Военный совет принял решение: всем работникам управления армии ночью находиться в боевых порядках. В обычных боевых условиях такой шаг был бы нецелесообразен, но в окружении — необходим. Командарм показал личный пример. Большую часть времени он проводил с людьми: выезжал в подразделения прикрытия, в отряды, оставляемые в засадах, не раз останавливал дрогнувших бойцов и вел их в атаку. Тут проявилось не только личное бесстрашие командарма (без этого не проживешь на войне), здесь в полной мере раскрылись партийные качества М. Ф. Лукина — он следовал правилу: быть всегда с людьми, делить с ними все невзгоды и трудности.

За это бойцы, командиры и политработники любили командарма, равно как и уважали за решительность и исключительную настойчивость в осуществлении боевых задач. [177]

Бригадный комиссар К. Л. Сорокин, заместитель начальника политотдела Д. Ф. Романов, подполковник Г. Н. Орел почти круглые сутки находились в подразделениях, на самых опасных участках. Заниматься им приходилось буквально всеми делами, начиная с организации обучения истребителей танков и кончая сбором патронов и снарядов. В боеприпасах ощущалась огромная нужда. Полковник Данильченко создал команды, которые ходили по лесам, и радовался, когда бойцы возвращались, нагруженные снарядами и патронами.

Из штабных работников только Михаила Алексеевича Шалина командарм никуда не отпускал. Редкий командующий станет рисковать своим начальником штаба! М. А. Шалин, удивительно спокойный, трезво оценивающий обстановку, педантично налаживал управление войсками.

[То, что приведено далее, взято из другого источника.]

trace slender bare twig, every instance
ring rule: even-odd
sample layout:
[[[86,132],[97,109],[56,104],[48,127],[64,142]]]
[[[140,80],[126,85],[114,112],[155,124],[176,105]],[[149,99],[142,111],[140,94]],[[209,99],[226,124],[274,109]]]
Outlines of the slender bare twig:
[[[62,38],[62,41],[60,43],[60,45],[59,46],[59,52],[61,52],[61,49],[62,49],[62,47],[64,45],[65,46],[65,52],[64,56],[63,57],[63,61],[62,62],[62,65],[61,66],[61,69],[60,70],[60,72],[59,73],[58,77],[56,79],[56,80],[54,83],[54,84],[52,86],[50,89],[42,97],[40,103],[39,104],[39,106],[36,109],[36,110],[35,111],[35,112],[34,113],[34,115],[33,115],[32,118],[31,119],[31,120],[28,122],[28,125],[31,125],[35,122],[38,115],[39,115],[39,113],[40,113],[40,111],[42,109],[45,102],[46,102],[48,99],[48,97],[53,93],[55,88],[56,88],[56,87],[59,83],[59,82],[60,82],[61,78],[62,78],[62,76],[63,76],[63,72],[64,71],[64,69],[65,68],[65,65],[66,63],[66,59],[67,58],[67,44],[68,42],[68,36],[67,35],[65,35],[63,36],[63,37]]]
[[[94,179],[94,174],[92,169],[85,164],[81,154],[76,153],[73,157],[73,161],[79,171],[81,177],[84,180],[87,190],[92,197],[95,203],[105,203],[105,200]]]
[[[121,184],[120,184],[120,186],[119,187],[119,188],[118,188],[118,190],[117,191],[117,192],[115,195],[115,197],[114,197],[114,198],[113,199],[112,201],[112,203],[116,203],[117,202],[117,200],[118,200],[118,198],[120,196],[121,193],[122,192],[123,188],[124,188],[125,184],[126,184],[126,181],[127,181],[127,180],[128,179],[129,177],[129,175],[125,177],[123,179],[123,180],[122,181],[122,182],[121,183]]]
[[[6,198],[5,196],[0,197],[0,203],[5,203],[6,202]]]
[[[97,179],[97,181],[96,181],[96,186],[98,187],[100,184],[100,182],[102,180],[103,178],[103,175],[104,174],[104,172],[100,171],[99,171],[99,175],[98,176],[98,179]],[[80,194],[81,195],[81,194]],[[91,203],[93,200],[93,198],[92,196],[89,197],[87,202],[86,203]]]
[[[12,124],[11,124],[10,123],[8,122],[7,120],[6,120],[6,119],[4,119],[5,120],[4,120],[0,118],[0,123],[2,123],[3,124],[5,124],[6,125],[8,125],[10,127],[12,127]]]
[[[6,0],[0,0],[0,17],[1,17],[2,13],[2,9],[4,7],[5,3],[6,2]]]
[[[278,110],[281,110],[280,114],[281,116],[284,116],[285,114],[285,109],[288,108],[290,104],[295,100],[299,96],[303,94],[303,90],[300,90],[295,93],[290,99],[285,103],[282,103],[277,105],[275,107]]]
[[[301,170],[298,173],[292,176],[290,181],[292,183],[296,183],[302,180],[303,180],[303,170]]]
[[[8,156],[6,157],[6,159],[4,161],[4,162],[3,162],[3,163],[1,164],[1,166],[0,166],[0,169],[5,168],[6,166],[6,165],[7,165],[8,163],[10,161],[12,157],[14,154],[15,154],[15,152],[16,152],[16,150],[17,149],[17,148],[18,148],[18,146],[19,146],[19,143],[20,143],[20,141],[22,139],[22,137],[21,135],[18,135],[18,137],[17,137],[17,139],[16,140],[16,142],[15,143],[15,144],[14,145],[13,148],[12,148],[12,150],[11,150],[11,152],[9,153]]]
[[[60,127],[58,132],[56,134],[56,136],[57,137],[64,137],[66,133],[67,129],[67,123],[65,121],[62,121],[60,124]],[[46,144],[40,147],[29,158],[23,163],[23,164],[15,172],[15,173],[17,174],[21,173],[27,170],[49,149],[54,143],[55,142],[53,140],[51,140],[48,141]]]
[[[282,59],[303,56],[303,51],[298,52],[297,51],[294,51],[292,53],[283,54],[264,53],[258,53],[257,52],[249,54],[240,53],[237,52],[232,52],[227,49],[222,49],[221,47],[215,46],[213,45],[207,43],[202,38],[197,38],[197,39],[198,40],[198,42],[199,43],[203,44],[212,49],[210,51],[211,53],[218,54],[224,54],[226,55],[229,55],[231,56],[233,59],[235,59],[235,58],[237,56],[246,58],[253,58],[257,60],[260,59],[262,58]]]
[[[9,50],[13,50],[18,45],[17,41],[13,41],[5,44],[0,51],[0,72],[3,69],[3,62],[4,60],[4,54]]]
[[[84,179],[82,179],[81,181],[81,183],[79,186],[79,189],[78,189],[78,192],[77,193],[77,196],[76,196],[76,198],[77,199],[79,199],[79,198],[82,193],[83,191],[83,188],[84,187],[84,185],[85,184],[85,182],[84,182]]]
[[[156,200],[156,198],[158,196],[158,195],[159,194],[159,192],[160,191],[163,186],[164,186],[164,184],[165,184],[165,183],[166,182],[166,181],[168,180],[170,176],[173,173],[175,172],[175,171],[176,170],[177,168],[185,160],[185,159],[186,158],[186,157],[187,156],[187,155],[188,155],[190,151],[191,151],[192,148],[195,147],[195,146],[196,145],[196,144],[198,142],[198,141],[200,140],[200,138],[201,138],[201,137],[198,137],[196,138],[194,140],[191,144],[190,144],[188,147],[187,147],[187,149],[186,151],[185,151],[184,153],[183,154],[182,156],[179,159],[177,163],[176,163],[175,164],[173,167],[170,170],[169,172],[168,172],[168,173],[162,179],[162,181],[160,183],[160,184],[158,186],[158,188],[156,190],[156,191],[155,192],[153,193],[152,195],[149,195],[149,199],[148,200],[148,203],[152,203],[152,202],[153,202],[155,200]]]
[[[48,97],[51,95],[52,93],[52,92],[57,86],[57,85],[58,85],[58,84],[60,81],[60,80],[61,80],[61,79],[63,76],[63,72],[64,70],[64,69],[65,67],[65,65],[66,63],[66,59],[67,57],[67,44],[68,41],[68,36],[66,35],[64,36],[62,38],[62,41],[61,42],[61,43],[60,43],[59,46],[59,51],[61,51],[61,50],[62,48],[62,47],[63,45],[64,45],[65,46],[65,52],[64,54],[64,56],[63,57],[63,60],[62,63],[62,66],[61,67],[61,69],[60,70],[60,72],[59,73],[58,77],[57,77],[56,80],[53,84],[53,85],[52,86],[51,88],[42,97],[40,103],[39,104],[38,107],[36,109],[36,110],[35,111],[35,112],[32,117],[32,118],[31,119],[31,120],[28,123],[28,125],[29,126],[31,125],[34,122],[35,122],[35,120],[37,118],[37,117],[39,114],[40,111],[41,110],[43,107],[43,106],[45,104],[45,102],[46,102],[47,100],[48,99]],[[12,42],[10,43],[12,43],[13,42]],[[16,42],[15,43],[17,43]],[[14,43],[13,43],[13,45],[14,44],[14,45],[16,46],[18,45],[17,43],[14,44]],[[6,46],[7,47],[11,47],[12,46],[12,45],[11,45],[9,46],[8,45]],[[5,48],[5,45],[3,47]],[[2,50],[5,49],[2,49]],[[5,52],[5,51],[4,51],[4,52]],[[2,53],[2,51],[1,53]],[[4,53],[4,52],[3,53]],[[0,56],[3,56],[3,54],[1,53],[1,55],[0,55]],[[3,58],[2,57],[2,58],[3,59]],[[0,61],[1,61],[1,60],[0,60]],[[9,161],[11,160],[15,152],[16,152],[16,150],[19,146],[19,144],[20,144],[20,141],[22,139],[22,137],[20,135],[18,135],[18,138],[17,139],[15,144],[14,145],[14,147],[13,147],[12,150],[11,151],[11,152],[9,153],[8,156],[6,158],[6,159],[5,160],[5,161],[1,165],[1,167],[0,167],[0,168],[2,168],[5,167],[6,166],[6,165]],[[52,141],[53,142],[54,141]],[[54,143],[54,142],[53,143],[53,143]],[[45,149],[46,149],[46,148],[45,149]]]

Когда начальник штаба добился однажды разрешения побывать в боевых порядках, это едва не стоило ему жизни.

М. А. Шалин выехал в 46-ю дивизию и вместе с ее командиром генералом Филатовым проверил фактическое положение дел в полках и батальонах. Отсюда начальник штаба по Старой Смоленской дороге отправился в другое соединение. Последовало предупреждение, что на пути участок в 3 километра, находящийся под прицельным артиллерийским и минометным огнем. Шалин решил проскочить опасный участок. Шофер дал третью скорость, и машина помчалась под огнем. Метрах в семидесяти от леса мина угодила в мотор. Шофер был убит. Адъютант старший лейтенант Чумак сидел на заднем сиденье «эмки» весь в крови.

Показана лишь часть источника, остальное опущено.